THE WORK
Research
Five themes that organize what the lab publishes. Each theme is anchored to peer-reviewed and preprinted work — the showcase is published-only.
FOUNDATION MODELS FOR MEDICINE
Foundation models for medicine
We build foundation models for medicine that span imaging, video, biology, and clinical reasoning. One model that can read a chest x-ray and answer a clinical question. One model for DNA, RNA, proteins, and cellular systems. The next generation of medical AI is not built one task at a time — it's built as systems that generalize across the work of medicine.
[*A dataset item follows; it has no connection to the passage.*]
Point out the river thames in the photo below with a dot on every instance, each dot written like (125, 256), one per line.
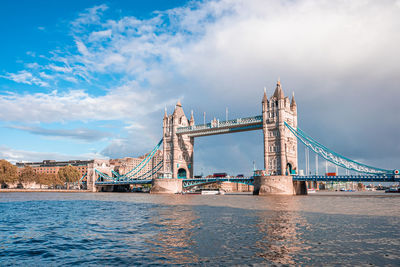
(143, 229)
CLINICAL ENVIRONMENT SIMULATION & EVALUATION
Clinical environment simulation & evaluation
Static benchmarks don't predict how clinical AI behaves in the real world. We build simulated environments — emergency departments, patient trajectories, longitudinal decisions — where agents and models are stress-tested before they touch patients. Evaluation is itself a research problem; we treat it that way.
-
NATURE MEDICINE · 2026
A clinical environment simulator for dynamic AI evaluation↗
-
HEALING 2026 · 2026
Do Mixed-Vendor Multi-Agent LLMs Improve Clinical Diagnosis?↗
-
HEALING 2026 · 2026
The Doctor Will Agree With You Now: Sycophancy of Large Language Models in Multi-Turn Medical Conversations↗
-
NATURE MEDICINE · 2025
An evaluation framework for clinical use of large language models in patient interaction tasks↗
PROCEDURAL UNDERSTANDING
Procedural understanding
Medicine isn't only images and text. We work on procedural understanding: ultrasound as a procedure, endoscopy as a sequence, surgery as collaboration. Models that recognize anatomy, instruments, image quality, task state, and procedural phase — the foundation for AI that can assist clinicians during procedures, not just after them.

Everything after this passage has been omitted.